I agree that premarital sex is an important issue to address within the Modox community.

What I question is the forum, the format, the lack of responsibility and the focus on one's rights rather than one's obligations that took place here. In a world where editors say we are accountable to no one, not even God, what Judaism is being defended, exactly?

Rabbi Jonathan Sacks says he doesn't respect 'road rage' atheists, the ones who write about caricatures of religion rather than the real deal. I feel like the same applies to editors of a paper who chose to grant interviews to major media outlets and drag YU through the mud rather than admit to the possibility that maybe their decision was wrong. Not the decision to talk about premarital sex in the first place!

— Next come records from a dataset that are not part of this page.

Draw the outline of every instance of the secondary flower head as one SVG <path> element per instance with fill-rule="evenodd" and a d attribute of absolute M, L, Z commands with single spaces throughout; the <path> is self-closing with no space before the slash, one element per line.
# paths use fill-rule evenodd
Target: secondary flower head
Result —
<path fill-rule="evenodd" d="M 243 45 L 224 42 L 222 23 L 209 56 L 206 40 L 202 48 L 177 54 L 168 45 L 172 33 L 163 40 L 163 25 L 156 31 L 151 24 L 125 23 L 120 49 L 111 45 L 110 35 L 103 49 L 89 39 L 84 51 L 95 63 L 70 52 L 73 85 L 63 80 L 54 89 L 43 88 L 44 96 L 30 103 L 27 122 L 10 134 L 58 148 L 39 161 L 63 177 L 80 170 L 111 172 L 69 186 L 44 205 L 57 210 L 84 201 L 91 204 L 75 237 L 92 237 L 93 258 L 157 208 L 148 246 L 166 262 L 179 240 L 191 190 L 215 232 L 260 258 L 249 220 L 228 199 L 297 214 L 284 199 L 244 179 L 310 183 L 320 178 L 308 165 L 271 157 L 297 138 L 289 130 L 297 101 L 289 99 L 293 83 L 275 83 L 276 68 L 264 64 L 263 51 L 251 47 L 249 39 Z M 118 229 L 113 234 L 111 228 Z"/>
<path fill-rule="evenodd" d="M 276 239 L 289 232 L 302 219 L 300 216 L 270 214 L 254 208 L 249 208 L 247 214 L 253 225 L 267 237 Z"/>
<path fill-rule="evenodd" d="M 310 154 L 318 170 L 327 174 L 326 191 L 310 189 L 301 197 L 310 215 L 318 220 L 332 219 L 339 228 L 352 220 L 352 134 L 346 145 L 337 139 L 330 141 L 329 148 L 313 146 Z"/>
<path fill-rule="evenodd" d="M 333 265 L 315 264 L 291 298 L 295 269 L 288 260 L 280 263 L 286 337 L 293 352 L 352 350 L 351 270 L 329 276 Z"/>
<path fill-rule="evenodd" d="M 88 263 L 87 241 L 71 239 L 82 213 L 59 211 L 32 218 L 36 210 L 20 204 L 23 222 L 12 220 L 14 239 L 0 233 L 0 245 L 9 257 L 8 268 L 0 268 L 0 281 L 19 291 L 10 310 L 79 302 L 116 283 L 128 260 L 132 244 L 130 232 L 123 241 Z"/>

But the way they chose to introduce it as a subject- not as a question but as definitive, not under analysis but as narrative.

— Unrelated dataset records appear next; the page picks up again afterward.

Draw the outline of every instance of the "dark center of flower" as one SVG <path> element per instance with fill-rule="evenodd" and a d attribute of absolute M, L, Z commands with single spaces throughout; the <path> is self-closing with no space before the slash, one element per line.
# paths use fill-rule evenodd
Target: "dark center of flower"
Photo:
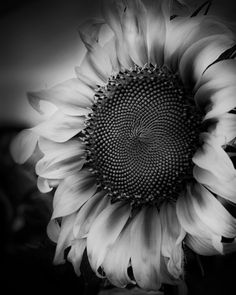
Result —
<path fill-rule="evenodd" d="M 132 205 L 176 200 L 192 177 L 200 115 L 177 75 L 135 68 L 95 95 L 87 121 L 87 160 L 112 201 Z"/>

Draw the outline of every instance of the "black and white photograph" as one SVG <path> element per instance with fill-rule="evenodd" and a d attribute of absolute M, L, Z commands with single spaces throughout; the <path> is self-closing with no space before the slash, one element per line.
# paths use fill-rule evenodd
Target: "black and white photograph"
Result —
<path fill-rule="evenodd" d="M 1 294 L 236 294 L 236 2 L 0 7 Z"/>

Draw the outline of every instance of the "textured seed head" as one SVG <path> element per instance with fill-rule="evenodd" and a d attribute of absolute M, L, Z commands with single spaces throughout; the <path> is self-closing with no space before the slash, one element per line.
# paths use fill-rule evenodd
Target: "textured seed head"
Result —
<path fill-rule="evenodd" d="M 167 68 L 120 72 L 95 95 L 88 119 L 88 165 L 113 202 L 176 200 L 191 177 L 201 116 Z"/>

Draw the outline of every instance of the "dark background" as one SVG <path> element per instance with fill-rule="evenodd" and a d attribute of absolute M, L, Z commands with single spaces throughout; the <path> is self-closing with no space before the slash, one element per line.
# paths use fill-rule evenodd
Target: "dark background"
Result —
<path fill-rule="evenodd" d="M 194 6 L 202 1 L 191 1 Z M 103 283 L 83 260 L 76 277 L 69 263 L 54 266 L 55 245 L 46 236 L 52 195 L 36 187 L 34 169 L 15 164 L 9 143 L 40 116 L 27 104 L 26 91 L 74 76 L 84 48 L 77 27 L 97 15 L 99 1 L 5 1 L 0 6 L 0 292 L 1 294 L 96 293 Z M 217 14 L 234 29 L 235 1 L 213 1 Z M 236 255 L 199 257 L 186 249 L 190 295 L 234 294 Z M 88 285 L 88 287 L 87 287 Z M 6 291 L 2 291 L 6 288 Z M 176 294 L 175 288 L 165 288 Z"/>

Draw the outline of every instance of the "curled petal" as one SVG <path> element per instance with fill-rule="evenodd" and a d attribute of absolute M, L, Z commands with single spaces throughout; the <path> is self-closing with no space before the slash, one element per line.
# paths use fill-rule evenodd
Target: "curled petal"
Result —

Thursday, December 08, 2011

The YU Beacon Piece on Sexuality

This article has come out stating:Link"YU Student Paper in Danger After Acknowledging Existence of Sex."

Oh, please. I wrote an entire series on sexuality in "The Observer."
The difference between my articles and the piece in the YU Beacon is that my articles had educational and journalistic merit, were carefully researched and actually dealt with the issues. I also discussed premarital sex. You can read "Jews and Sexuality in the Modern-Day World" to see that. In contrast, the YU Beacon's article was only intended to be controversial and tick people off. (Why else publish something so poorly written?) In both these goals, they've succeeded admirably.

But don't tell me that YU is pulling its funding from a student newspaper just because someone dared to mention the word 'sex.' They're pulling funding because the Beacon published a piece without any redeeming qualities that creates a certain negative perception about YU, and YU'll be damned if they pay money to have their own dependents working against them.